As per a report on BleepingComputer, the three vulnerabilities in question are tracked as CVE-2023-38204 (critical RCE with a 9.8 severity score), CVE-2023-38205 (critical Improper Access Control flaw with a 7.8 severity score) and CEV-2023-38206 (moderate Improper Access Control with a 5.3 severity score).
Despite CVE-2023-38204 being critical, that’s not the one being used by hackers. It’s CVE-2023-38205, the critical Improper Access Control Flaw that Adobe saw being leveraged by threat actors.
Addressing a bypass
“Adobe is aware that CVE-2023-38205 has been exploited in the wild in limited attacks targeting Adobe ColdFusion,” the company said in a security advisory.
The CVE-2023-38205 flaw is a patch bypass for the fix for CVE-2023-29298, BleepingComputer further explained.

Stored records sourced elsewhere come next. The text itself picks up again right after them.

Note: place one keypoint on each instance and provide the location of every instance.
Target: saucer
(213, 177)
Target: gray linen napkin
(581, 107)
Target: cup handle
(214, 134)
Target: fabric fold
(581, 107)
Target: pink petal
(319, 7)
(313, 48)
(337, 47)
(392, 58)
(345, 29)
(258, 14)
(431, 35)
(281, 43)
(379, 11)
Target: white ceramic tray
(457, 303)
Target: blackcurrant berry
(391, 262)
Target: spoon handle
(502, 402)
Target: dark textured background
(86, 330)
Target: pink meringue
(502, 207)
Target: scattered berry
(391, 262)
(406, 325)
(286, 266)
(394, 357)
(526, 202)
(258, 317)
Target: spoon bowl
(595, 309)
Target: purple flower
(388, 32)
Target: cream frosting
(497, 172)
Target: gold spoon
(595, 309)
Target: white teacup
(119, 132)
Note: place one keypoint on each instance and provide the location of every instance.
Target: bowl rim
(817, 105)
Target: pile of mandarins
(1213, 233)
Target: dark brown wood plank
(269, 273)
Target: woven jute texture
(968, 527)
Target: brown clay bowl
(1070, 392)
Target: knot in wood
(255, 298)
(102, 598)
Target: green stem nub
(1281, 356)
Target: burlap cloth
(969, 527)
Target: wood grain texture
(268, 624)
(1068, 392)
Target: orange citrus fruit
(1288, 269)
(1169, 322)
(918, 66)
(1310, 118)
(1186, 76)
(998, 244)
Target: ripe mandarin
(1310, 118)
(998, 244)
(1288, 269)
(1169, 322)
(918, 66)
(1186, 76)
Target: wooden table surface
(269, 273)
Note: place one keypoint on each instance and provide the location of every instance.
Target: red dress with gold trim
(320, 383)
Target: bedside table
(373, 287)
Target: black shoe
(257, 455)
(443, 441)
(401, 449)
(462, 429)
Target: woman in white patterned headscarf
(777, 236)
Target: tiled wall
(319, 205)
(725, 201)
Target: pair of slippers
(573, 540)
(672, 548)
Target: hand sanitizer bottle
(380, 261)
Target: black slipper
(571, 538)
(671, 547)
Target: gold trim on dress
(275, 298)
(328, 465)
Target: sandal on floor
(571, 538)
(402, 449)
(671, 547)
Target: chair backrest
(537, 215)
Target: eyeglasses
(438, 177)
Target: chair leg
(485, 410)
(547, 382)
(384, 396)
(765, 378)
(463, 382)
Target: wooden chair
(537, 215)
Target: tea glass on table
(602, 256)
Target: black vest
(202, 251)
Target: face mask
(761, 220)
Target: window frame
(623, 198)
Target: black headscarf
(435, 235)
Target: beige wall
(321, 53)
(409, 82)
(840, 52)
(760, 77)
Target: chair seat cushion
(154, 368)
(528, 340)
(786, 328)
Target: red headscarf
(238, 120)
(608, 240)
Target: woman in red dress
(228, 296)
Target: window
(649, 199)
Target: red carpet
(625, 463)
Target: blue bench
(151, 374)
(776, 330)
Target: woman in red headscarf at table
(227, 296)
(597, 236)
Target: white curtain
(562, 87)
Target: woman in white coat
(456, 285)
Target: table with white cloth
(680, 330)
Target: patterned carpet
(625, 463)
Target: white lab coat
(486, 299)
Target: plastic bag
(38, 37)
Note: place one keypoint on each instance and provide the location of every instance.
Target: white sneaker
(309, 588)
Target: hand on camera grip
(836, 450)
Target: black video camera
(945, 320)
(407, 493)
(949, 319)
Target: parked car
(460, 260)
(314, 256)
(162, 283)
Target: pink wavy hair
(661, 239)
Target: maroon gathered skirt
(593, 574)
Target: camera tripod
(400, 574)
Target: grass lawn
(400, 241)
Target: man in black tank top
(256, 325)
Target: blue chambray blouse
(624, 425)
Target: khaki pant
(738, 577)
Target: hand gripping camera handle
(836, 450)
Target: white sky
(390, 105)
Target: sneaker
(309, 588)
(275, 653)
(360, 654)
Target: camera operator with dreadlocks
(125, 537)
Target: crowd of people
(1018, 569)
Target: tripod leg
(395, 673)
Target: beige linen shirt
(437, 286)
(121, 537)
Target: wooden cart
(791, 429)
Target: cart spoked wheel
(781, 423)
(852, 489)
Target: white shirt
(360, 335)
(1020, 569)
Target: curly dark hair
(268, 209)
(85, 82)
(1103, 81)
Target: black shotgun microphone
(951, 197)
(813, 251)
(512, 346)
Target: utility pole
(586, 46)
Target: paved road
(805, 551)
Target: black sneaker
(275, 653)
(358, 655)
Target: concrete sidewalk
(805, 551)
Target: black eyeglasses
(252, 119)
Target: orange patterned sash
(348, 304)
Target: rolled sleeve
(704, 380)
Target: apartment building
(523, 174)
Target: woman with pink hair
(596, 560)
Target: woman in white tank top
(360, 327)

This is a ColdFusion authentication bypass that was discovered by Rapid7 some two weeks ago.
In mid-July, cybersecurity researchers from Rapid7 saw threat actors using multiple vulnerabilities to install webshells on ColdFusion servers. These webshells gave them remote access to vulnerable endpoints. While Adobe was quick to release a patch, Rapid7 said it could be worked around:
“Rapid7 researchers determined on Monday, July 17 that the fix Adobe provided for CVE-2023-29298 on July 11 is incomplete, and that a trivially modified exploit still works against the latest version of ColdFusion (released July 14),” the researchers said.
“We have notified Adobe that their patch is incomplete.”
Now, Adobe confirmed to the media that it included a fix for CVE-2023-29298 in its latest patch.
Given the fact that the company observed the flaw being used by hackers, users are strongly advised to patch their endpoints immediately.